Thursday, October 23, 2014

Chocolate banana muffins

I've been in the baking mood the last few days and knew it had to be something with banana since I had some to use. And for those who know me, yes pumpkin would have been included but I was out. Shocking I know ha.

I was planning to go with a basic banana muffin recipe but came across this from www.texanerin.com/2014/03/chocolate-banana-muffins.html (I'm on my phone so I can't put it in a more visually appealing link). I did have to change it a little to work with what I had.. But they still turned okay. 

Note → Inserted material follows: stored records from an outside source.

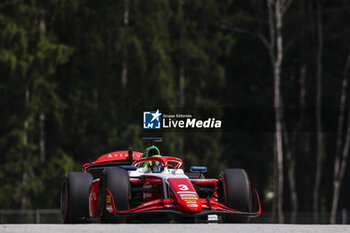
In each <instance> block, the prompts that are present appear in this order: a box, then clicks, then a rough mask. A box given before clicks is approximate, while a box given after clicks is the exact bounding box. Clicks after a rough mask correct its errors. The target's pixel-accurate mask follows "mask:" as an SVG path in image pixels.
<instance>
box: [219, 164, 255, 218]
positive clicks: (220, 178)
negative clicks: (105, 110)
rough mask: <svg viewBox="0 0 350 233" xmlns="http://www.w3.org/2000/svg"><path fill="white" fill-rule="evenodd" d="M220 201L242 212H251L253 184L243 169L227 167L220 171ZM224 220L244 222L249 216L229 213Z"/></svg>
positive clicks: (219, 187)
mask: <svg viewBox="0 0 350 233" xmlns="http://www.w3.org/2000/svg"><path fill="white" fill-rule="evenodd" d="M218 186H219V187H218V188H219V190H218V196H219V201H220V202H221V203H223V204H224V205H226V206H228V207H230V208H232V209H235V210H239V211H242V212H251V209H252V201H251V199H252V198H251V186H250V181H249V177H248V175H247V173H246V172H245V171H244V170H243V169H227V170H224V171H222V172H221V173H220V175H219V182H218ZM223 221H224V222H229V223H231V222H237V223H244V222H248V221H249V217H247V216H240V215H227V216H224V217H223Z"/></svg>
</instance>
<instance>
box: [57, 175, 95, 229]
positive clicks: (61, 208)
mask: <svg viewBox="0 0 350 233" xmlns="http://www.w3.org/2000/svg"><path fill="white" fill-rule="evenodd" d="M92 180H93V178H92V175H91V174H90V173H84V172H69V173H67V174H66V175H65V178H64V181H63V185H62V189H61V216H62V219H63V222H64V223H82V222H86V220H87V219H88V218H89V187H90V184H91V182H92Z"/></svg>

This is the original recipe, with my notes included. It makes 12 muffins.

Ingredients

  • 2 medium super ripe bananas (each banana was 185 grams with the peel and 143 grams without) **I would add a third banana next time, couldn't really taste it at all**
  • ⅓ cup (106 grams) honey **I am out of honey so I used a half cup of coconut sugar. Worked just fine for flavor but the moistness of the honey is definitely missing**
  • 2 teaspoon vanilla extract
  • 2 eggs 
  • ¼ cup (56 grams) refined coconut oil, melted1
  • 200 grams (~2 cups but please weigh!) blanched almond flour **Whole wheat flour**
  • 3 tablespoons (27 grams) coconut flour **Unbleached white**
  • ⅓ cup (42 grams) Dutch process cocoa powder
  • 1 teaspoon baking soda 
  • ¼ teaspoon salt 
  • 1 cup (180 grams) semi-sweet chocolate chips (use Enjoy Life chocolate chips for dairy-free) **Cocoa nibs**
  • additional mini chocolate chips for sprinkling, if desired
Directions

  1. Preheat the oven to 350°F (175°C) and line a muffin tin with 12 muffin liners.
  2. In a large bowl, mash the bananas with the bottom of a glass. They should almost be like a puree.
  3. Add the honey and vanilla and stir.
  4. Add in the eggs and oil and stir until well combined.
  5. In a medium bowl, mix together the almond flour, coconut flour, cocoa powder, baking soda and salt.
  6. Stir just until combined and then stir in the chocolate chips.
  7. Spoon the batter into the muffin liners and sprinkle on additional chocolate chips, if desired.
  8. Bake for 18 minutes or until a toothpick inserted in the center comes out clean. Be careful not to confuse a melted chocolate chip with the batter.
  9. Let the muffins cool for 5 minutes in the pan and then turn out onto a wire rack to cool completely.
  10. Place in an airtight container and store in the refrigerator for up to 5 days.